Hospitality businesses advised to prepare employees for violence and abuse

New research from insurer NFU Mutual has found that nearly half of consumers (47%) have witnessed some form of abuse towards hospitality staff in pubs, restaurants, takeaways and hotels in the past three years. The abuse ranged from customers belittling staff to being patronising, cursing and shouting, to physical attacks upon employees. 

A rise in violent attacks upon staff published by The British Retail Consortium’s latest Retail Crime Survey has led the insurer to explore the impact of violence and abuse upon different types of customer-facing businesses that it insures. The research also found that 87% of consumers expect hospitality staff to have the necessary training to effectively manage a verbally or physically abusive customer. Despite this, nearly half (45%) of the customer-facing businesses surveyed said they don’t actively take any measures to protect their staff. 

Darren Seward, hospitality specialist at NFU Mutual, said: “It’s the responsibility of the management to keep people safe and although insurance can provide cover against legal action, the best option is always preparation. Often fuelled by alcohol use, property damage and damage to security systems is also a common issue of violence in hospitality premises, which can be limited by following certain precautions.” 

Harry Key, training and international development manager for CiC, who provide psychological services on behalf of Hospitality Action, said he wasn’t surprised by the figures. “The hospitality sector, and indeed any customer-facing environment, is so unpredictable and stressful but there are training products available to help equip employers and staff to deal with these kinds of unpleasant situations. 
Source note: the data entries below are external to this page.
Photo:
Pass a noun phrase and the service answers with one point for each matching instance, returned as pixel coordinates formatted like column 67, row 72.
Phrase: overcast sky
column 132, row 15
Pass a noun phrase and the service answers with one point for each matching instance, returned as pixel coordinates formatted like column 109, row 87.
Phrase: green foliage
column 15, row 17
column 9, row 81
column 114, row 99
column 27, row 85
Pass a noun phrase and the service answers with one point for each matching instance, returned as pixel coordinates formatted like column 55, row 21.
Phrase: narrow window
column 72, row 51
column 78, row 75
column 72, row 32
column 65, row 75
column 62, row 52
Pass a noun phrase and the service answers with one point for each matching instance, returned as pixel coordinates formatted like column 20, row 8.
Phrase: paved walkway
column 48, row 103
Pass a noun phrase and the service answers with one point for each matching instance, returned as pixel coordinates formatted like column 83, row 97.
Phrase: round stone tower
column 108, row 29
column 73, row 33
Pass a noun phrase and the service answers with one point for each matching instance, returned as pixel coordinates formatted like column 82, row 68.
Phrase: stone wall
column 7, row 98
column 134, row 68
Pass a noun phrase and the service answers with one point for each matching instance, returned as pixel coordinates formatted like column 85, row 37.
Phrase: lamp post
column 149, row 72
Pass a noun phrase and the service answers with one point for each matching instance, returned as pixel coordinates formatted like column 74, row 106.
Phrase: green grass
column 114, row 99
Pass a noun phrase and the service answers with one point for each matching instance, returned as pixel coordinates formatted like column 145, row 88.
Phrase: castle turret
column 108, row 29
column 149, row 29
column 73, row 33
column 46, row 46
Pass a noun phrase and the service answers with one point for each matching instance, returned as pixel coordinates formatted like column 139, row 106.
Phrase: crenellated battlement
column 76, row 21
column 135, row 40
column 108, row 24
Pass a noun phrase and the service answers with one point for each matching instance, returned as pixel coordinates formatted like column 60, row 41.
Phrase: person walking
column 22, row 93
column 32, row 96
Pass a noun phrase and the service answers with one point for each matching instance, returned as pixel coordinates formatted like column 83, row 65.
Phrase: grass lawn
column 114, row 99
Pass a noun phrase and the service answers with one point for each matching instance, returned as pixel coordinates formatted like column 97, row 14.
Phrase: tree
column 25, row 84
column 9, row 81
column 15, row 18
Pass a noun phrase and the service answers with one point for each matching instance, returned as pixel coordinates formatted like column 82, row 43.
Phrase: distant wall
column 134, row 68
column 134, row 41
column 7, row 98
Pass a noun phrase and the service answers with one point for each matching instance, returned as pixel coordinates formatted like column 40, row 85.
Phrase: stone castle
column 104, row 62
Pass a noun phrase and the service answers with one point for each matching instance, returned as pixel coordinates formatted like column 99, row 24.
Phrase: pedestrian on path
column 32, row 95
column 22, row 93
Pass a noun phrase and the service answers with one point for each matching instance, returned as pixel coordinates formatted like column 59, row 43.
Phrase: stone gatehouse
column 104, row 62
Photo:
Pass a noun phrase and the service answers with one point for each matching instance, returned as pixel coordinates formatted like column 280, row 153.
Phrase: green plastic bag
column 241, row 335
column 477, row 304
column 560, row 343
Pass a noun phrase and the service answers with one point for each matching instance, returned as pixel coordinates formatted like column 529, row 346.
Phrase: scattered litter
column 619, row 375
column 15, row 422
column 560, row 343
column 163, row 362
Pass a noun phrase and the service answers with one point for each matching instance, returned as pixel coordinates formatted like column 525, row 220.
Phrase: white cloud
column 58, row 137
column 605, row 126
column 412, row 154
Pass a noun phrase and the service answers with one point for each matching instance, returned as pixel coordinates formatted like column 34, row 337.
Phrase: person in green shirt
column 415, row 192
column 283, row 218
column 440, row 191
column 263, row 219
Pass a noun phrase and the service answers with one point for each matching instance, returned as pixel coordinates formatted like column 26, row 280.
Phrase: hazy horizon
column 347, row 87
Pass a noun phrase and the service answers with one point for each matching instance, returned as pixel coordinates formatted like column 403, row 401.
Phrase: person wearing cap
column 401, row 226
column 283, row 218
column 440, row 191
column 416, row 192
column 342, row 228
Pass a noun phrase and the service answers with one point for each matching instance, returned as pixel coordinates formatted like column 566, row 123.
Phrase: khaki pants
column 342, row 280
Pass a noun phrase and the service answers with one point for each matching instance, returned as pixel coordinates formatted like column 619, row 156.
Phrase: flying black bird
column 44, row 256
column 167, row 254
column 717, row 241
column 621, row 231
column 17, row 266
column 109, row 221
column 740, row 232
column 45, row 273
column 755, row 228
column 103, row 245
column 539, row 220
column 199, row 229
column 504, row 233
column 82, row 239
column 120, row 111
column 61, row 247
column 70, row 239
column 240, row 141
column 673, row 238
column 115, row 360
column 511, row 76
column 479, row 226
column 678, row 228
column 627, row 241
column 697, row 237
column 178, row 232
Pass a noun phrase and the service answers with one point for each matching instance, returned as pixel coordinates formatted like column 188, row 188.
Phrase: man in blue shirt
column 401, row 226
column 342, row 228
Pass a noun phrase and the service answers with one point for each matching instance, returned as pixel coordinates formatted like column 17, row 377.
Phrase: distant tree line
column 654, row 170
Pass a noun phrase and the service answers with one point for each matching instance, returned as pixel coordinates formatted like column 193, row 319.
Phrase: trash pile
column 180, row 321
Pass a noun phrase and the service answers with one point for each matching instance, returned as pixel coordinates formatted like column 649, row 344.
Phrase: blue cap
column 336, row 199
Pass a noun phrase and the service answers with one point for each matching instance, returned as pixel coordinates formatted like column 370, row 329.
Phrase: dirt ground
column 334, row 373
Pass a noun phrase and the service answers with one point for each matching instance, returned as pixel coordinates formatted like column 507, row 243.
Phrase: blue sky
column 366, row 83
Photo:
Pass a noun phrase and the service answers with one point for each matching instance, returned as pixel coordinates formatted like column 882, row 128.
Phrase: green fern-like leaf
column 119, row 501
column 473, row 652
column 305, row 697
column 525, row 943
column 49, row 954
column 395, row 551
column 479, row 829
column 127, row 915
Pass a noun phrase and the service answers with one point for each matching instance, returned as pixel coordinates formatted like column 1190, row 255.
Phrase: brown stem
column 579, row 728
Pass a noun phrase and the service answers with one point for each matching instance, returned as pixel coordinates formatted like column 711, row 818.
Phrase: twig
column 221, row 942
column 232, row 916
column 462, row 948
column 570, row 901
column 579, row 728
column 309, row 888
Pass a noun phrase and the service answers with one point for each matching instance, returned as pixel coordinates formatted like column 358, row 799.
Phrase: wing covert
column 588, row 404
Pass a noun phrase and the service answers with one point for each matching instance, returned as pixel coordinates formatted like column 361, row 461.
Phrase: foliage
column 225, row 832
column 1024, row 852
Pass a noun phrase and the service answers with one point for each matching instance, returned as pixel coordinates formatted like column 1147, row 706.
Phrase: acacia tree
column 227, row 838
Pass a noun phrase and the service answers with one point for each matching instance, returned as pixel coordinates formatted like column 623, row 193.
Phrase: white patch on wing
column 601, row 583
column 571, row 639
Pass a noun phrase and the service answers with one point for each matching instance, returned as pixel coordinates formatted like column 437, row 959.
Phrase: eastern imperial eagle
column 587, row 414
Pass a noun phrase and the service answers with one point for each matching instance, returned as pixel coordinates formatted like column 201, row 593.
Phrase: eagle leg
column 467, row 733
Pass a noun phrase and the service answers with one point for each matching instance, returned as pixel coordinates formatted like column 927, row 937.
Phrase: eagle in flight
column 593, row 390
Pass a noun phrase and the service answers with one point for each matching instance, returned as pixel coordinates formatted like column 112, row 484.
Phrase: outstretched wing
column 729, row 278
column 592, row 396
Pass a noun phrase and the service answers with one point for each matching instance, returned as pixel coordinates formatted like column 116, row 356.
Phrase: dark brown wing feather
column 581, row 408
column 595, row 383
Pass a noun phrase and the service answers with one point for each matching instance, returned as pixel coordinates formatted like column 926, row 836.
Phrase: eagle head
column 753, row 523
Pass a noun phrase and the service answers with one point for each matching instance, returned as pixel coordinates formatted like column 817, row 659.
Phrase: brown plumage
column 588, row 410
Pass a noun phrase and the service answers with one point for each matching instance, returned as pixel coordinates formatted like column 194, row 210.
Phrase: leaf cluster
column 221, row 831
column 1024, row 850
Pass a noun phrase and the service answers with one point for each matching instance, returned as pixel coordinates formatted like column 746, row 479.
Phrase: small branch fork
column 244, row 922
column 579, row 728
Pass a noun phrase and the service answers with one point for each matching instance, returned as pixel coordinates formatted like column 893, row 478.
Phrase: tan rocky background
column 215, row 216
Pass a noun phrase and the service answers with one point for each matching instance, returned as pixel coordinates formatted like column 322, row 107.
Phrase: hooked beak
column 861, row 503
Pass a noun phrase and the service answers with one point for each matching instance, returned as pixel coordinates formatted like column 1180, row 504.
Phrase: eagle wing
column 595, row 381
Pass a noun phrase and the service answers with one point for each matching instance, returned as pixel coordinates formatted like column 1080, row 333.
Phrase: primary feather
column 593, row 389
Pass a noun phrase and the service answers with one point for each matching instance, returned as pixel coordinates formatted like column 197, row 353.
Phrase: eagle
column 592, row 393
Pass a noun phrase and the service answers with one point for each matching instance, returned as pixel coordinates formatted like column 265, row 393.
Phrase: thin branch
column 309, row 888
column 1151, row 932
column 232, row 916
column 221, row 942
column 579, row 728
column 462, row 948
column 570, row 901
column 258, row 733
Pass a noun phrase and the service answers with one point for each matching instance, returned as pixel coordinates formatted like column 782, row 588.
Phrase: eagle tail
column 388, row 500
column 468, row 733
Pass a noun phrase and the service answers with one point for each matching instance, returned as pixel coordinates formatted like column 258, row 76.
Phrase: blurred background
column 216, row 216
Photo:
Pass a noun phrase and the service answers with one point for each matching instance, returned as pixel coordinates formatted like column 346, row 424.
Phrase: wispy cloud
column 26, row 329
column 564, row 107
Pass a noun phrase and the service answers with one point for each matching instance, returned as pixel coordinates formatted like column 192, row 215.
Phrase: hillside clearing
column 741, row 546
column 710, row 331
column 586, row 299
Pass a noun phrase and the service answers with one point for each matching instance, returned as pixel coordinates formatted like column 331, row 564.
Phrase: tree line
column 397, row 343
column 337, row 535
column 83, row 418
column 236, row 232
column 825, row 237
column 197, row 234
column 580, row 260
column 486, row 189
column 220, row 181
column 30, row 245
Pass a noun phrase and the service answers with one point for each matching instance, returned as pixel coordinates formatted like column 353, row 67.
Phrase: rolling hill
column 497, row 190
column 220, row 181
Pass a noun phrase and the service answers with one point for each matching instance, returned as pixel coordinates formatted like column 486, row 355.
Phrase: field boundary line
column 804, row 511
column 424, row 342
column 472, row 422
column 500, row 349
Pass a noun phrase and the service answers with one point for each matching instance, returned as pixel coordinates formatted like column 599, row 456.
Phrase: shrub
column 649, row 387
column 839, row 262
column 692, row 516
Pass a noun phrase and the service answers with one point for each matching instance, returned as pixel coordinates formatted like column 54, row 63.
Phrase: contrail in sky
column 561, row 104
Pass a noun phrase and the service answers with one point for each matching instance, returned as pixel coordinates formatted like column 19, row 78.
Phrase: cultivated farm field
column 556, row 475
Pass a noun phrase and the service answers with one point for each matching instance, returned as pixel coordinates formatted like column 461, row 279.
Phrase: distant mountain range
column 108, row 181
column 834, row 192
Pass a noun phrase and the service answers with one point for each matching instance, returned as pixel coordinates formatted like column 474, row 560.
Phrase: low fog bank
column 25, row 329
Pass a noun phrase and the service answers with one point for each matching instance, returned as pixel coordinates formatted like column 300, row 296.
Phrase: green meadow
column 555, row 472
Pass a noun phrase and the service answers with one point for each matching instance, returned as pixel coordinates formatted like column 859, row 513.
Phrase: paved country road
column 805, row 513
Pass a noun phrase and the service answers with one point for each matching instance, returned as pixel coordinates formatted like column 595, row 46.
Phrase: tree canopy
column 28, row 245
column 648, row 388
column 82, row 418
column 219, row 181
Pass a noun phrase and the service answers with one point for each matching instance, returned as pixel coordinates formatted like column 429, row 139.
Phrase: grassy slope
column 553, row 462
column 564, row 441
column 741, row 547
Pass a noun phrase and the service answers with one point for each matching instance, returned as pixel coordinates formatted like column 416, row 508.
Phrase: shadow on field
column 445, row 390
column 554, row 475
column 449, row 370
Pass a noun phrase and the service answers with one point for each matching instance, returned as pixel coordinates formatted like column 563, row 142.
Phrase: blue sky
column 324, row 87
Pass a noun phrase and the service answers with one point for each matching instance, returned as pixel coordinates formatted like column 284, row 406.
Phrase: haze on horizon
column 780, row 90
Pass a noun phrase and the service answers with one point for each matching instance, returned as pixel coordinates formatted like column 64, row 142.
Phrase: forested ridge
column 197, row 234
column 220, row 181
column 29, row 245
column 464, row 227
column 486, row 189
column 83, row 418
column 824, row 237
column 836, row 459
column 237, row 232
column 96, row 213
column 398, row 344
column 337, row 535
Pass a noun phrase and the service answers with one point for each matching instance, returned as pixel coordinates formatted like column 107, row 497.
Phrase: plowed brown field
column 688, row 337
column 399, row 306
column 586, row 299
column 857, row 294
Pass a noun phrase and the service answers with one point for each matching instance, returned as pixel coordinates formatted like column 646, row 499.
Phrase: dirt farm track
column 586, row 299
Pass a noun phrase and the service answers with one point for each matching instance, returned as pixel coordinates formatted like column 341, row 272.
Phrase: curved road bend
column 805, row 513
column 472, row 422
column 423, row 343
“Hospitality Action offers stress and resilience training, and we also work with providers of physical safety and security training. A lot of that is about being able to recognise situations where you are going to be in an abusive environment and being aware of your surroundings. Strengthening your psychological resolve can also help you feel more empowered to walk away and more prepared to cope in the time following such experiences.”